Le premier consiste à développer les effectifs, le deuxième à garantir l'excellence de l'enseignement dispensé dans les 522 établissements – j'ai bien dit 522 – en particulier en mettant à leur disposition des cadres et des enseignants titulaires de l'éducation nationale. Ces derniers sont extrêmement minoritaires dans le réseau puisqu'on en compte entre 5 000 et 6 000 pour un total d'environ 35 000, mais ils en sont le levain et ce sont eux qui représentent l'outil central de transmission des valeurs de notre modèle non seulement aux élèves mais aussi à toutes les communautés éducatives et aux parents d'élèves du réseau. Son troisième métier consiste, pour des raisons historiques ou diplomatiques, à gérer directement un petit nombre de ces établissements. C'est autour de ces trois métiers que l'AEFE doit aujourd'hui se réorganiser.

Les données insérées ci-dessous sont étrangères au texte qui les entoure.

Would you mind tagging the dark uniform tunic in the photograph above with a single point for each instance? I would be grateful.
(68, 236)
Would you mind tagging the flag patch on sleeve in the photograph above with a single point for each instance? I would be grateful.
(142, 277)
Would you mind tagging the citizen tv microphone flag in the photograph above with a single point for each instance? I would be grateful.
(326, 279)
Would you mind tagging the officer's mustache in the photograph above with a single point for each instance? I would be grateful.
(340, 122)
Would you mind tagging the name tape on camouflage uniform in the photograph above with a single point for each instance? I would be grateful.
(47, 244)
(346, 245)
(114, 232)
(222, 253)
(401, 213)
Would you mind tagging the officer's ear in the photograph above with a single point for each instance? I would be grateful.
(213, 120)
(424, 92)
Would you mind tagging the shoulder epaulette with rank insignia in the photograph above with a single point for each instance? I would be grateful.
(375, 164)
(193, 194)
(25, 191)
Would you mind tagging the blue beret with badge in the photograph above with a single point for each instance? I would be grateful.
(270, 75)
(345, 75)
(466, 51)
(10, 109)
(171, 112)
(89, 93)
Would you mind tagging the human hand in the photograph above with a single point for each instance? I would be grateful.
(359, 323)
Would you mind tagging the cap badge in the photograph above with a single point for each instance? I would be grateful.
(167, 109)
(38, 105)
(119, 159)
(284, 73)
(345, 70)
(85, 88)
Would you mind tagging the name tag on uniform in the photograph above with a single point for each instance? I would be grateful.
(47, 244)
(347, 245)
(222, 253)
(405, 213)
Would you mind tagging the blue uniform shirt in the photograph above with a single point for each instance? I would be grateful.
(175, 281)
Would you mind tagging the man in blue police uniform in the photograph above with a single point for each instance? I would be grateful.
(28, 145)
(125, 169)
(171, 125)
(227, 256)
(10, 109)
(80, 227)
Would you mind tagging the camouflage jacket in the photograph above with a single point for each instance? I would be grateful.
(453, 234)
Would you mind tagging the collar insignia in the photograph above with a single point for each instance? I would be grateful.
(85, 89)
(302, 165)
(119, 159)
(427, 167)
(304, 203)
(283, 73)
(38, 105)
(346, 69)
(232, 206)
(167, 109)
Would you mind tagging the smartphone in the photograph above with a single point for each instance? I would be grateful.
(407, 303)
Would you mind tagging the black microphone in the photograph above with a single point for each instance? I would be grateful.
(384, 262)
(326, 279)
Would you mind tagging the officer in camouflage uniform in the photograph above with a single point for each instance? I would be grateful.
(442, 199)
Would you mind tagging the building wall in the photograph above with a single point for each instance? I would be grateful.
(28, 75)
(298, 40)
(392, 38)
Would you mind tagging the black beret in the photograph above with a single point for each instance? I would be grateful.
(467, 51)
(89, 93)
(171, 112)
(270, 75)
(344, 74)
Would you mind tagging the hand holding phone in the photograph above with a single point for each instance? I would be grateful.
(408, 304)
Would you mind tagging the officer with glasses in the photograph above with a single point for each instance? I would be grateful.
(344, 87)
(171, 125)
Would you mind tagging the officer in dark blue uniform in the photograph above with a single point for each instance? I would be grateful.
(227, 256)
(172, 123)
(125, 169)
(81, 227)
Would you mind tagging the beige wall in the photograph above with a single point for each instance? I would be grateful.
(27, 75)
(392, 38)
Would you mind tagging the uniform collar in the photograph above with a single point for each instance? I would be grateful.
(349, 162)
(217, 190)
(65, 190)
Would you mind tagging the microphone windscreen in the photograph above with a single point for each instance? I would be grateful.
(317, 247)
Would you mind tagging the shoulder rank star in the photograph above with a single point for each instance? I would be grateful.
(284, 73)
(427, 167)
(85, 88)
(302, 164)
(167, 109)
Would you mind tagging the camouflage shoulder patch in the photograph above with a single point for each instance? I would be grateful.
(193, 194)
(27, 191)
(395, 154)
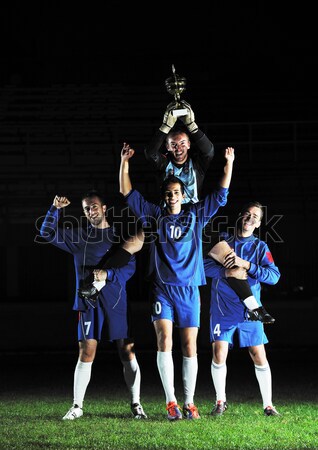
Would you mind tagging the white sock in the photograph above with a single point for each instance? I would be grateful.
(250, 302)
(189, 376)
(132, 377)
(166, 372)
(264, 378)
(219, 372)
(82, 376)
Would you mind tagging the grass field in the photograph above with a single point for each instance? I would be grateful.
(36, 391)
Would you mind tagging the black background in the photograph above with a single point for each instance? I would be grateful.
(250, 63)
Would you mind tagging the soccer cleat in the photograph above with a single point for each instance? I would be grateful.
(260, 314)
(137, 411)
(73, 413)
(219, 408)
(190, 411)
(174, 412)
(89, 292)
(271, 411)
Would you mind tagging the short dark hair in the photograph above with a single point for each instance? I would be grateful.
(168, 180)
(94, 193)
(251, 204)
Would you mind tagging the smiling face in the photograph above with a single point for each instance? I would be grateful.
(178, 144)
(173, 197)
(95, 212)
(250, 219)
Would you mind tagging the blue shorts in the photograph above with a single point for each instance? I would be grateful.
(109, 317)
(180, 304)
(249, 333)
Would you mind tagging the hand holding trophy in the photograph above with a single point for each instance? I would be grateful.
(175, 86)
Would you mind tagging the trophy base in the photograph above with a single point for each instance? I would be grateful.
(180, 112)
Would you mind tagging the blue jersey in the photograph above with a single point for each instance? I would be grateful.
(226, 306)
(88, 247)
(178, 257)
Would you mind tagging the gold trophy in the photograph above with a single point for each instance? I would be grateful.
(175, 86)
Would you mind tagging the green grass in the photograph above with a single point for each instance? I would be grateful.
(31, 424)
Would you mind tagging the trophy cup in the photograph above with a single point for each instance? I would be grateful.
(175, 86)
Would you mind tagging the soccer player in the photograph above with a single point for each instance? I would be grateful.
(89, 245)
(178, 273)
(229, 316)
(190, 165)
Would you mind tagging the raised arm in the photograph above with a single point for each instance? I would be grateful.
(125, 185)
(228, 168)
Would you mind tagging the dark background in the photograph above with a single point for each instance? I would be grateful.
(76, 81)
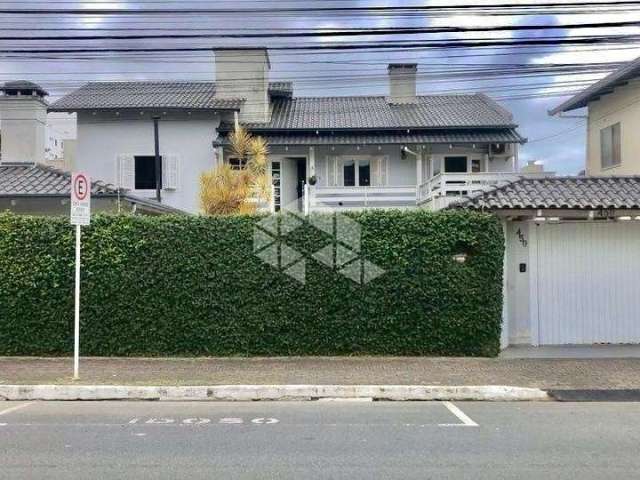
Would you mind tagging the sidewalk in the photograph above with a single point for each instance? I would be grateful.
(602, 373)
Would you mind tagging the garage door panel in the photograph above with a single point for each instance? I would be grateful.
(589, 283)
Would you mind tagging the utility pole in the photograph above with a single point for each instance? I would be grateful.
(158, 162)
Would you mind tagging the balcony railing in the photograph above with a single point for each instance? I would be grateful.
(346, 198)
(450, 186)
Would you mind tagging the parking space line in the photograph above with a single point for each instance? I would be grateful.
(460, 415)
(13, 409)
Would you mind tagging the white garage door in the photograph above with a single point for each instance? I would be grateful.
(589, 283)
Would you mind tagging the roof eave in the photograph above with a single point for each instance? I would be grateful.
(137, 109)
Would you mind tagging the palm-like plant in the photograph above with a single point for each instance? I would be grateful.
(225, 191)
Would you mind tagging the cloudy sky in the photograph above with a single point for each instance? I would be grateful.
(558, 142)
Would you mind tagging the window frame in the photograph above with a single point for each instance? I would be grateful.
(609, 133)
(135, 173)
(356, 159)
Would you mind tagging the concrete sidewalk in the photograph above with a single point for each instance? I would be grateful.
(600, 374)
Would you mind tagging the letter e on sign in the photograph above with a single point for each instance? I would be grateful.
(80, 199)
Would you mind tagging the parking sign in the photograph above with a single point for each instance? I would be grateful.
(80, 199)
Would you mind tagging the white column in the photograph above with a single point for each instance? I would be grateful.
(220, 156)
(419, 167)
(312, 161)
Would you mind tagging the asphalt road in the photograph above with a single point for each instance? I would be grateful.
(421, 440)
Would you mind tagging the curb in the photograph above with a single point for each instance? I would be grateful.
(271, 392)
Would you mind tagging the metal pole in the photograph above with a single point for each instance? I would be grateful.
(76, 323)
(158, 162)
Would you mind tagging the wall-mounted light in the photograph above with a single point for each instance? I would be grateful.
(460, 257)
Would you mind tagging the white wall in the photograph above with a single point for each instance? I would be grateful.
(623, 106)
(102, 137)
(23, 123)
(518, 242)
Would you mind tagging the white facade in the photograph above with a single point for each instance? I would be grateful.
(106, 141)
(573, 282)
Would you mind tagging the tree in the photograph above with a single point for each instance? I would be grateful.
(228, 191)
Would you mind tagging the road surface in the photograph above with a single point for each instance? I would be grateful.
(306, 440)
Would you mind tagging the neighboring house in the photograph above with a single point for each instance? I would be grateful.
(27, 185)
(35, 189)
(399, 150)
(572, 260)
(613, 106)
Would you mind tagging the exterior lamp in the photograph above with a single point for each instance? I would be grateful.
(460, 258)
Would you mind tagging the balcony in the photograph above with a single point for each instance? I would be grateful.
(357, 198)
(445, 188)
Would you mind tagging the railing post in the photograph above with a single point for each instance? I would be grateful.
(306, 199)
(272, 205)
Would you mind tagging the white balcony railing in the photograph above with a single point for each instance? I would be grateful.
(346, 198)
(455, 185)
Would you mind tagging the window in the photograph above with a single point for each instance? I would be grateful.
(610, 146)
(356, 173)
(364, 173)
(237, 163)
(455, 164)
(145, 172)
(349, 171)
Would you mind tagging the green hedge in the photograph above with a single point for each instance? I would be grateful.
(193, 286)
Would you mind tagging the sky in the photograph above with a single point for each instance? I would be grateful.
(558, 143)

J'ai placé en annexe de mon rapport un document exposant mon point de vue sur l'avenir de l'Agence et sur sa réorganisation, qui a été engagée avant même la crise actuelle, grâce au rapport de ma collègue Samantha Cazebonne. Il faut absolument poursuivre cette réforme, la crise sanitaire représentant plutôt une raison supplémentaire de la mener à bien qu'une fausse excuse pour l'abandonner. L'AEFE doit poursuivre sa mue et confier ses trois métiers à trois piliers de son organigramme.